Abstract
Objective : It is generally considered that HMG-CoA reductase inhibitors (statins) have renoprotective effects via a pathway independent of their cholesterol lowering cascade. In the kidneys of diabetic nephropathy patients, monomeric endothelial nitric oxide synthase (eNOS) is thought to be over-expressed and its dimerization suppressed. In the present study, we investigated the expression of eNOS and oxidative stress in type 2 diabetic KK-Ay/Ta mice treated with pitavastatin, one of the statins.
Materials : Male diabetic KK-Ay/Ta Jcl mice (8 weeks of age).

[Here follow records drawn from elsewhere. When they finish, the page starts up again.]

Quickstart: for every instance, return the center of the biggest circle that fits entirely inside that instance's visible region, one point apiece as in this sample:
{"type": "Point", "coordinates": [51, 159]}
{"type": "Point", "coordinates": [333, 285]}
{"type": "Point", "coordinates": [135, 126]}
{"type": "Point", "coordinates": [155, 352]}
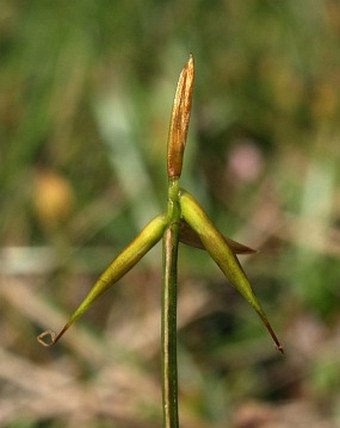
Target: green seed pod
{"type": "Point", "coordinates": [149, 236]}
{"type": "Point", "coordinates": [222, 254]}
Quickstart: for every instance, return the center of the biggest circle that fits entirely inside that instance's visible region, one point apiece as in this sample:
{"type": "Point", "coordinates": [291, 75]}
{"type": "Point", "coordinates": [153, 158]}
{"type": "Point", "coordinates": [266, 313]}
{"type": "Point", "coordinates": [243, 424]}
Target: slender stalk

Methods : KK-Ay/Ta mice were divided into 3 groups as follows : pitavastatin 3mg/kg/day (n=5) and 10mg/kg/day (n=5) groups and a control group (n=5). They were given pitavastatin intraperitoneally for 8 weeks starting at 8 weeks of age. The urinary albumin/creatinine ratio (ACR), urinary 8-hydroxy-2′-deoxyguanosine (8-OHdG), body weight, fasting blood glucose, blood HbAlc, serum total cholesterol and triglyceride were measured. The intraperitoneal glucose tolerance test (IPGTT) was performed to evaluate impaired glucose tolerance. Then eNOS, nitrotyrosine and p47 phox protein expressions in the kidneys were evaluated by immunohistochemical analyses and/or Western blot analyses. Guanosine triphosphate cyclohydrolase 1 (GTPCH-1) mRNA expression in the kidneys was evaluated using a real-time PCR assay.

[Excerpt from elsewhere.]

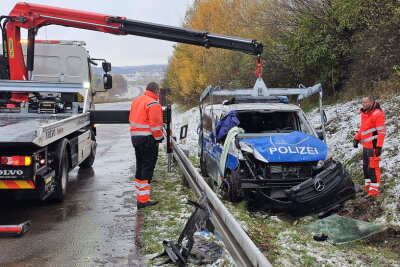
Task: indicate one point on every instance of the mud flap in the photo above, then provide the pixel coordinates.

Results : Pitavastatin improved the levels of urinary ACR and 8-OHdG, blood HbAlc and IPGTT. Protein levels of eNOS, nitrotyrosine and p47 phox in the kidneys were decreased in the pitavastatin-treated groups compared with those in the non-treated control group. GTPCH-1 mRNA expression was significantly increased in the pitavastatin groups. There were no significant changes in body weight or levels of fasting blood glucose, serum total cholesterol and serum triglyceride among all groups.
Conclusion : Pitavastatin improved urinary ACR apparently due to suppression of eNOS expression and its anti-oxidant effect in the kidneys of KK-Ay/Ta mice.